I will now brace myself for my little man coming back after the anaesthetic  – no doubt he will want to know why I held him down as they gave him the magic sleep and I have a big telling off in waiting for that. I love it when he tells me off (not really always), it shows me he is still going strong!

Milo can be very moody and at times difficult to manage, but this could just be him being tired as chemo has ravaged his body by now and the few hours at school he manages are tiring him out. There is also the reality that we – doctors, nurses and I – are causing him trauma with all the treatment and he has to be able to let out his frustration over all these horrible things he keeps having to go through, that we put him through. It could also just be the fact that I have scanxiety and this manifests itself in me swinging from happily playing, baking and reading, to lying on the floor and telling the boys I am too tired and need to sleep. This is of course also highly conducive to the success of Seb and Lucas’ homeschooling(irony intended).

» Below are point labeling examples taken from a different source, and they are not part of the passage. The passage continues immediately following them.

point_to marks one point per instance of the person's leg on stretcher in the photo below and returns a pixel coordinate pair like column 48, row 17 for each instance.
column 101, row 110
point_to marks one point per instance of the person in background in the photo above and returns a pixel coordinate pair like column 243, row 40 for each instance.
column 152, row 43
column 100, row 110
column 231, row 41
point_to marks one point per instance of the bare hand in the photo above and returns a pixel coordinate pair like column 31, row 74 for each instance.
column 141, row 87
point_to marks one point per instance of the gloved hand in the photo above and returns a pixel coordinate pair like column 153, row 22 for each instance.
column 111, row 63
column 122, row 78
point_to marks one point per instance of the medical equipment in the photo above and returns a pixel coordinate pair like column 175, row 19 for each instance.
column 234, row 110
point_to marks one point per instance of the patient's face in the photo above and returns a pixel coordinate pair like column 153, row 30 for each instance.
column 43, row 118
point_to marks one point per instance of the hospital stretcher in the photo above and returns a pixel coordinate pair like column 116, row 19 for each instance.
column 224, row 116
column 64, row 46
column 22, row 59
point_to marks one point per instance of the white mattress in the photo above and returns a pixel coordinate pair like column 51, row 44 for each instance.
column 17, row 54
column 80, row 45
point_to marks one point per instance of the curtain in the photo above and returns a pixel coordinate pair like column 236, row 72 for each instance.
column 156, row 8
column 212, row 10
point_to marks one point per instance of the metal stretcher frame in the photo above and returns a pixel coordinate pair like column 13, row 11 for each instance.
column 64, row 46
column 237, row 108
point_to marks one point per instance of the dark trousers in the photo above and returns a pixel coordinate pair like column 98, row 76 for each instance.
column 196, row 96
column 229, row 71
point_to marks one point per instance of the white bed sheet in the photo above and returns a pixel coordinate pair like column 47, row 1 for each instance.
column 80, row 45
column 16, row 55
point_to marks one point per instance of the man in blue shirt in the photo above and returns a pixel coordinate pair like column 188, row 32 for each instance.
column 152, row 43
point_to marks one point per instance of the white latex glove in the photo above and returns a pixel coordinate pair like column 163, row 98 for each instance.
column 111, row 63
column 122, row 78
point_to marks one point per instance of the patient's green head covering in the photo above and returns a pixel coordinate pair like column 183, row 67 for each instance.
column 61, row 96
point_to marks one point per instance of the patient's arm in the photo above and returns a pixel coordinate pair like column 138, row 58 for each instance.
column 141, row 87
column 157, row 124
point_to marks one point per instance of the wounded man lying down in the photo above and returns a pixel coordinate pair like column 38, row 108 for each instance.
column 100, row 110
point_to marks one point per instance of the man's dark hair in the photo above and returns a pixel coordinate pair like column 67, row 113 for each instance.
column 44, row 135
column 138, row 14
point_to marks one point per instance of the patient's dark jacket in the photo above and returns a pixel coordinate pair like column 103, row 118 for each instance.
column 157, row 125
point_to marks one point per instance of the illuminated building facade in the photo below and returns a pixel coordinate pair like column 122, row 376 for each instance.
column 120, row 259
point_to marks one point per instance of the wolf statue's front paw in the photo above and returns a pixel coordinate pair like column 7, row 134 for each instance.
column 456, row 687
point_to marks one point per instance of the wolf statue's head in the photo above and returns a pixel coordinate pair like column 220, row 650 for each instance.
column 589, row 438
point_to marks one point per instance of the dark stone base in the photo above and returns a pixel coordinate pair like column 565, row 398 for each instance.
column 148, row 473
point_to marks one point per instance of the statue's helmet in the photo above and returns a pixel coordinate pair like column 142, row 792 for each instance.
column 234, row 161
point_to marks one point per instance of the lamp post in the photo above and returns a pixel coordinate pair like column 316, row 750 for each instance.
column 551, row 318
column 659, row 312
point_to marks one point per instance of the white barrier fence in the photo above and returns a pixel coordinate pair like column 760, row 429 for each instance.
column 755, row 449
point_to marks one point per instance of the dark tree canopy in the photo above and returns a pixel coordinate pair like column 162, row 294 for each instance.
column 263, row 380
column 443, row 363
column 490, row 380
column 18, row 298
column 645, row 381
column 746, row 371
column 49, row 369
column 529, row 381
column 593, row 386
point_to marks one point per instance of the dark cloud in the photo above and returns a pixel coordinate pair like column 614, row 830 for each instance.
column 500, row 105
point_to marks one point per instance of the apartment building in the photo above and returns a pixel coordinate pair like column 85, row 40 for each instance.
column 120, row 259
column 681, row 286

My body hurts in places I didn’t think possible and most of all my mind is telling me I can no longer cope. This, I must prevent from happening. So I tell myself I am fine and it’s ok to be tired but at the back of my mind I am terrified that I am cruising slowly at the moment towards a breakdown, knowing from having seen others how quickly the cruising can turn into a 100 mph neck breaking decline.

I can’t have a breakdown now.  I simply don’t have the time and I have no support for the boys if this happens. By this I mean, I am their mother and I am in my mind the only one that can do for them what they need (the expression making a rod for your own back does spring to mind – yes the stubbornness the boys exhibit did not come from strangers), and of course also not helped by lockdown.

And while there is never a ‘good’ time to have a breakdown (and I know that even trying to contemplate when exactly I might have the time to fit one in is not the right approach), I know that the constant worry about what the next results might bring is contributing a lot to how I feel at the moment.  It’s the uncertainty that unsettles everything around us and contributes to the rollercoaster of emotions as we approach another decision making day.  And of course it isn’t just me that’s impacted by it – the boys can sense my anxiety, my family and close friends want to be there to support me, but the reality is that there is no one in the world that can make sure the results come back the way I want them to.

So I continue with my research, come to the appointments armed with questions and alternative suggestions, and try and focus only on what I can control, which right now feels like not very much.